The law firm Morgan & Morgan filed a class-action lawsuit in the U.S. District Court for the District of Massachusetts against Injured Workers Pharmacy (IWP) in association with a breach of the personal records of 75,771 clients.
IWP is a pharmacy based in Andover, MA that serves employees who were injured on the job and get workers’ compensation benefits. IWP found out on May 11, 2021 that an unauthorized individual accessed a number of employee email accounts. The compromised email accounts contained sensitive data like names, Social Security numbers and addresses. The compromise of the first email accounts happened in January 2021, which permitted unauthorized access to the records in the email accounts for 4 months before IWP detected the breach and secured the accounts. Affected people were provided no-cost 24-months credit monitoring and identity theft protection services.
Plaintiffs Marsclette Charley and Alexsis Webb assert that IWP didn’t employ appropriate data security safeguards to protect the privacy of their personal data and that of the class members, had not adopted industry security guidelines and hadn’t offered security awareness training to the employees. IWP did not distribute notification letters regarding the breach until February 2022, 9 months after the breach detection. The lawsuit claims breach of implied contract and fiduciary duty, negligence, negligence per se, unjust enrichment, and invasion of privacy.
The plaintiffs assert they face an impending and ongoing threat of identity theft and fraud because of the exposure of their sensitive records to cybercriminals and have had to expend time and money safeguarding themselves versus identity theft and fraud.
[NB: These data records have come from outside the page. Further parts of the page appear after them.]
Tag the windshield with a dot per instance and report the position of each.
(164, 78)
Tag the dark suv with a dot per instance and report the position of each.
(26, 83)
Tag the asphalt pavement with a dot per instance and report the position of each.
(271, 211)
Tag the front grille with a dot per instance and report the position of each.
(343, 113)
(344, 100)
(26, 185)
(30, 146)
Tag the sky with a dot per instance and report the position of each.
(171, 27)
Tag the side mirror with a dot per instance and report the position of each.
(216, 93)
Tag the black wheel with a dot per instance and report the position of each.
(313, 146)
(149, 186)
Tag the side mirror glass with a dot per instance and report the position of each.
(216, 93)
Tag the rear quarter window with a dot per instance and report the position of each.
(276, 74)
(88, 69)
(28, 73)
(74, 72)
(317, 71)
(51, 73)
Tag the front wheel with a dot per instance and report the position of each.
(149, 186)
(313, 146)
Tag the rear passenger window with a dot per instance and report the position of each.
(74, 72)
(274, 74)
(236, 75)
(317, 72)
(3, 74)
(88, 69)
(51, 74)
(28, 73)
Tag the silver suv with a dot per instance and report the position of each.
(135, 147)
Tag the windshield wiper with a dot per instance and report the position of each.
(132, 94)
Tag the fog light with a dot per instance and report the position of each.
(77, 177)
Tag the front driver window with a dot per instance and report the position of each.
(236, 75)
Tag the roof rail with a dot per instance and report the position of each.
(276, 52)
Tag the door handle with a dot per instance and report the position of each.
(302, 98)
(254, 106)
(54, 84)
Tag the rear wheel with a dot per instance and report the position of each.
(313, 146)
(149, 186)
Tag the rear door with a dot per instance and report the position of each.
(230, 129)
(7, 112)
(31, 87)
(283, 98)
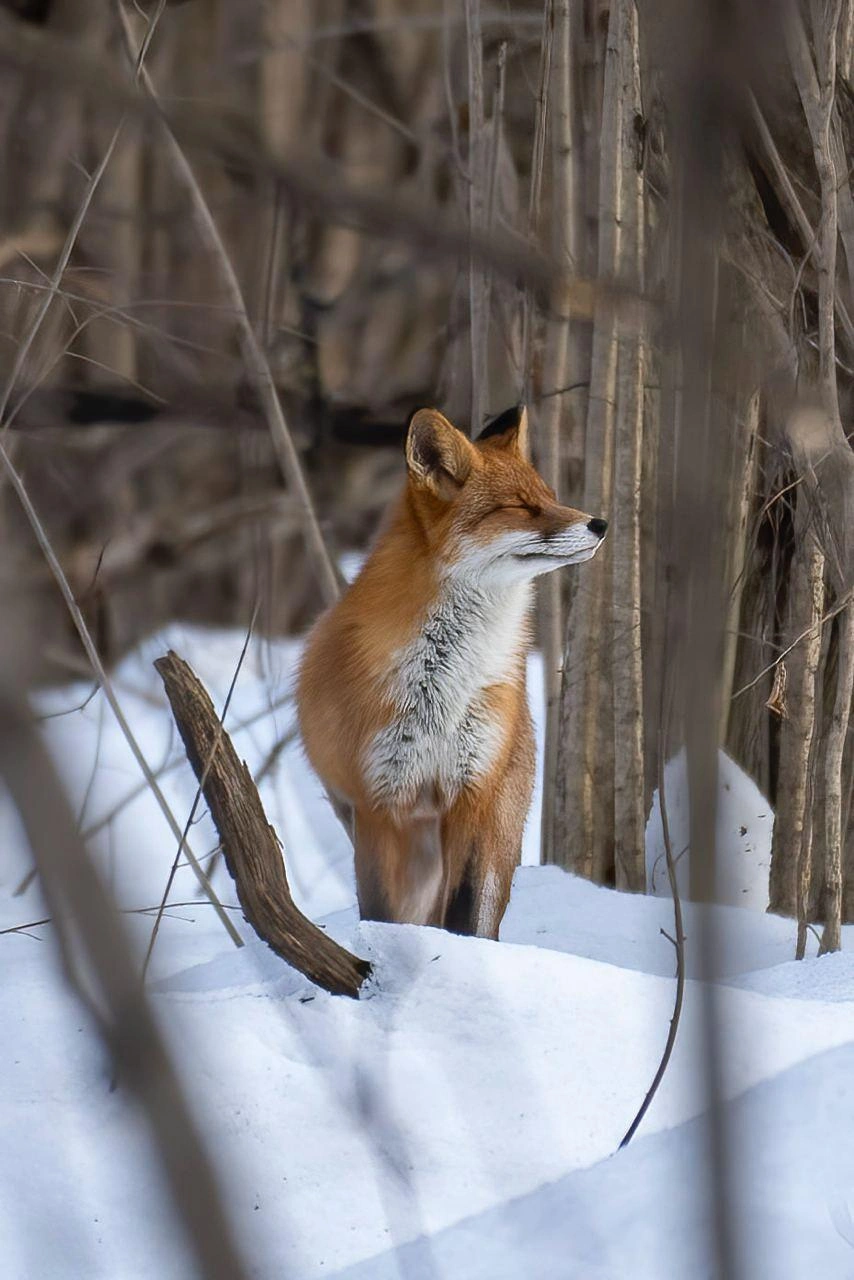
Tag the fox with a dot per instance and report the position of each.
(411, 693)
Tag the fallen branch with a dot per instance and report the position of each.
(95, 952)
(251, 846)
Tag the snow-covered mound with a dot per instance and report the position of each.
(461, 1119)
(743, 836)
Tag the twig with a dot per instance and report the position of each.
(196, 799)
(71, 240)
(85, 917)
(538, 161)
(106, 684)
(256, 364)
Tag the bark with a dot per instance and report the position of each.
(584, 785)
(834, 782)
(790, 854)
(557, 419)
(250, 845)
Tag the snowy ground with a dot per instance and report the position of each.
(462, 1119)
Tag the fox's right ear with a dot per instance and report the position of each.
(438, 456)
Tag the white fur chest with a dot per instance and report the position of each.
(442, 734)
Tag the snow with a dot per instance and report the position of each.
(741, 840)
(461, 1119)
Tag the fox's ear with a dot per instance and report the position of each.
(508, 430)
(438, 456)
The lawsuit desires class-action status, damages, a jury trial, repayment of out-of-pocket costs, and legal costs.
IWP is familiar with legal action. In 2020, IWP had a settlement deal involving a case with Massachusetts Attorney General Maura Healey to resolve allegations the organization played a role in sending thousands of bogus opioid painkiller prescriptions throughout the United States between 2006 and 2012. The case was settled by paying $11 million.